It Feels Like A Sitcom Spinoff

This blogging thing begins for me shortly following the demise of a website that was a sort of procrastination home to me for over four years. I was among the top ten most frequent posters for much of those four years, which I guess is something of a dubious distinction.

So, now, after a long and mostly successful run, “network executives” have canceled the show after disputes between cast members became absolutely corrosive. Most of the cast has reassembled for a new series, but I’m kind of off here on my own moving in next door to some wacky new neighbors. Broadening from a character only seen in relation to the topic of the previous show to one at the center of the show, we will now meet members of my oddball family, some crazy colleagues, and plenty of me-centered zany hijinks. We’re moving out of the crazy mets bar where everybody knows your screenname and they’re always pissed you came to the high rise apartment (third floor) and the philosophy show where I hold court on a daily basis.

One critic and friend has warned that most shows on this public access channel, even the best and most critically acclaimed, barely get seen and has already gotten disheartened on my behalf. I can assure him though that this really bothers me little. I discovered a long time ago that while I always argue ideas or muse out opinions with the utmost sincerity and passion and desire to get things right and to communicate effectively, that ultimately it does not bother me when the day is done if I’m disagreed with. I like to get it out of my system, hash it out as thoroughly as possible but then never worry whether the person I just discussed with actually will ever remember a word I said. I provide the fruits of my tree and if they taste good to many others then that is great and if not, sobeit.

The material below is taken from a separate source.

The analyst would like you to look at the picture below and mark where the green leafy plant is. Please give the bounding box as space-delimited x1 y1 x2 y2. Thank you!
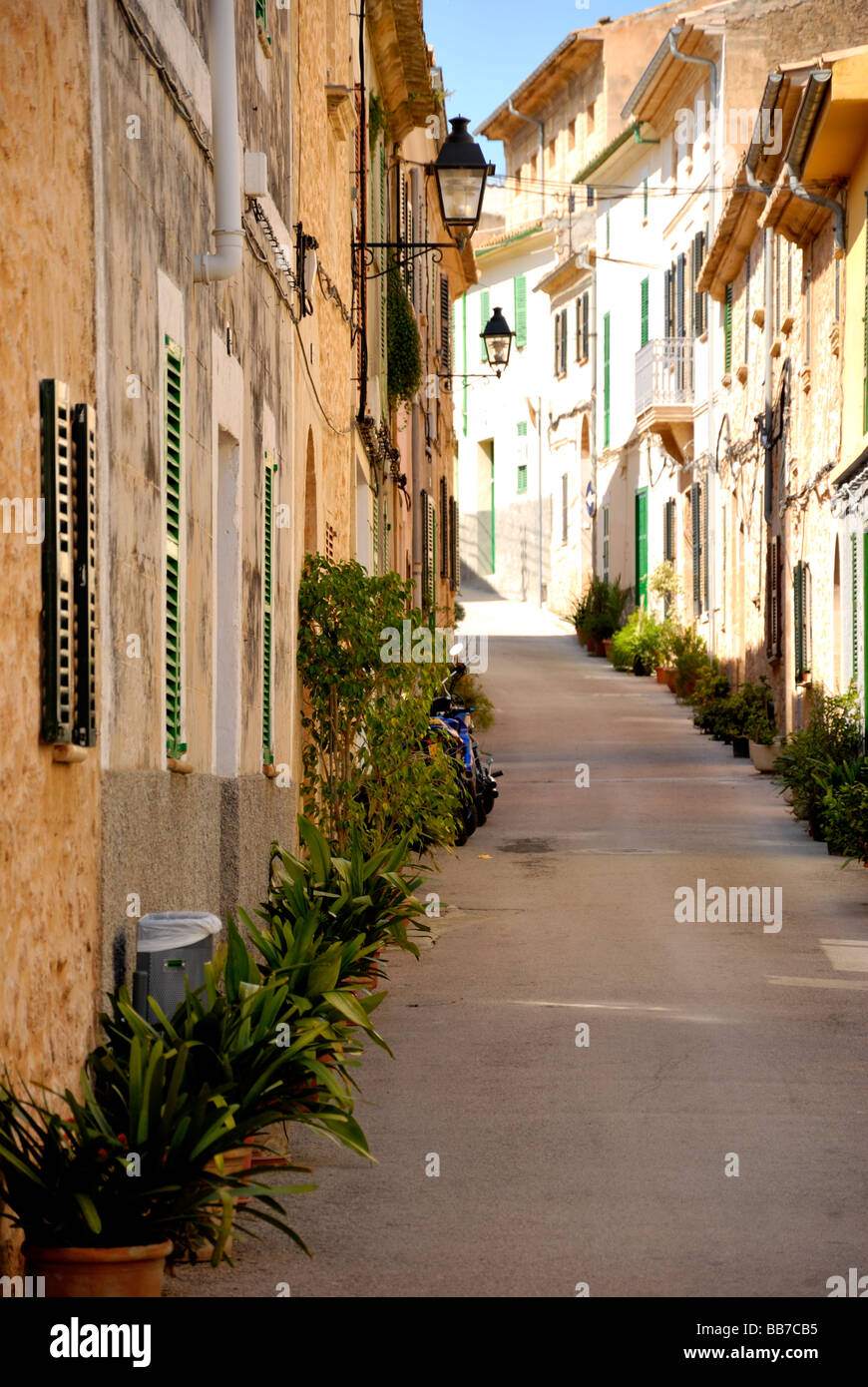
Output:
385 251 421 408
0 1031 313 1263
298 554 458 850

With that I will leave you with Nietzsche for an idea of how he, and I too, conceives of the endeavor of being a philosopher bringing forth his ideas:

Genealogy of Morals, the preface, section 2:
Walter Kaufmann translation:

For this alone is fitting for a philosopher[:] We have no right to isolated acts of any kind: we may not make isolated errors or hit upon isolated truths. Rather do our ideas, our values, our yeas and nays, our ifs and buts, grow out of us with the necessity with which a tree bears fruit—related and each with an affinity to each, and evidence of one will, one health, one soil, one sun.—Whether you like them, these fruits of ours?—But what is that to the trees! What is that to us, philosophers!

Must-See-TV translation:

Whether audiences love us or hate us—-what is that to us Frasiers and Joeys!